Because of the losses which are inherent in adoption, our children often find themselves dealing with conflicted feelings. While they appreciate the positive aspects of their current life, they often simultaneously wrestle with distraction— the baggage that follows trauma. Their eternal vigilance competes with present joy. A segment of their attention concentrates on averting further danger, which leaves them only partially able to focus on the present.

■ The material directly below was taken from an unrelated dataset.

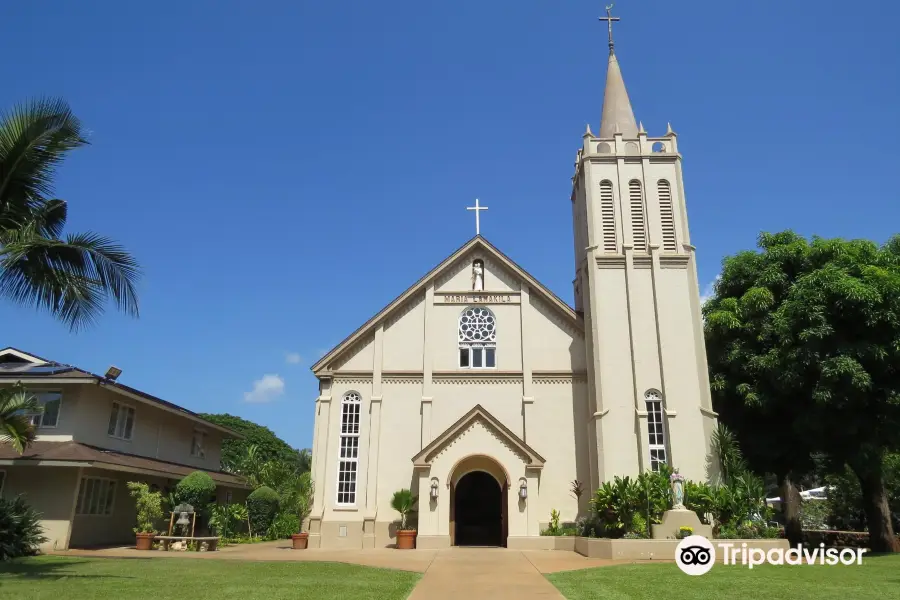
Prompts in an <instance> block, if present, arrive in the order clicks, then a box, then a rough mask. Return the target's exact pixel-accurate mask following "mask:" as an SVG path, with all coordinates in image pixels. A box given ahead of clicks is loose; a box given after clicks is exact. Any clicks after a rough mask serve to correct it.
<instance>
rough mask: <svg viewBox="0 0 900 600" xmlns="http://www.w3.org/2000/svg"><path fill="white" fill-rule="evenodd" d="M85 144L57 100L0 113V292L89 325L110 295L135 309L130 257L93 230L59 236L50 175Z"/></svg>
mask: <svg viewBox="0 0 900 600" xmlns="http://www.w3.org/2000/svg"><path fill="white" fill-rule="evenodd" d="M87 143H88V142H87V140H85V138H84V135H83V133H82V128H81V123H80V121H79V120H78V118H77V117H75V115H74V114H72V111H71V110H70V108H69V106H68V104H66V102H65V101H63V100H58V99H37V100H33V101H30V102H25V103H23V104H20V105H18V106H16V107H14V108H13V109H12V110H11V111H9V112H8V113H6V114H0V296H5V297H6V298H8V299H10V300H12V301H13V302H15V303H17V304H21V305H30V306H36V307H38V308H41V309H44V310H46V311H49V312H50V313H51V314H52V315H53V316H54V317H56V318H57V319H59V320H60V321H62V322H63V323H65V324H66V325H68V326H69V328H70V329H71V330H73V331H76V330H78V329H81V328H83V327H85V326H87V325H90V324H92V323H93V322H94V321H95V320H96V318H97V317H98V316H99V315H100V314H101V313H102V312H103V309H104V304H105V303H106V301H107V300H108V299H109V298H110V297H111V298H112V299H113V300H114V301H115V303H116V305H117V307H118V308H119V309H120V310H122V311H124V312H125V313H127V314H129V315H132V316H135V317H136V316H137V315H138V302H137V293H136V290H135V283H136V281H137V279H138V277H139V275H140V267H139V266H138V264H137V262H136V261H135V259H134V258H133V257H132V256H131V255H130V254H128V252H126V251H125V250H124V249H123V248H122V247H121V246H120V245H119V244H117V243H115V242H113V241H112V240H110V239H109V238H106V237H103V236H101V235H98V234H96V233H76V234H69V235H67V236H66V237H65V239H63V238H62V237H61V236H62V231H63V228H64V226H65V223H66V217H67V214H68V207H67V204H66V202H65V201H63V200H58V199H54V198H53V195H52V194H53V177H54V175H55V174H56V167H57V166H58V165H59V164H60V163H61V162H62V161H63V159H65V157H66V156H67V154H68V153H69V152H70V151H72V150H74V149H76V148H79V147H81V146H84V145H86V144H87Z"/></svg>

So how can we help them become more fully committed to the joy of the now? Meditation enhances focus so it becomes an obvious choice—especially one particular style of meditation: laughter. Sound too far fetched for you? The health benefits of laughter have been well documented and it helps increase focus and calm the body as well as the mind. Why not try this strategy; you may be delighted with the results.
Use a two pronged approach. First, practice laughter as a family. Make it a regular activity. I remember a laughing game from my childhood. The first person would lay on the floor then each person would lie down with his head on the tummy of the person ahead of him. Got the picture? I suspect you’re already smiling! (In families where physical contact overwhelms a child, modify the game. Lie parallel or in a circle without touching.) The first person begins the game by saying, “Ha!” Each person repeats it in turn. The game continues with each round increasing the number of times“Ha” is repeated. "Ha ... Ha, ha ... Ha, ha, ha ... etc.)
After the laughter has concluded (1-4 minutes is adequate), lie in silence. Breathe deeply and feel both the body and mind relax. Allow time for the laughter to subside totally--without reprimanding, etc.)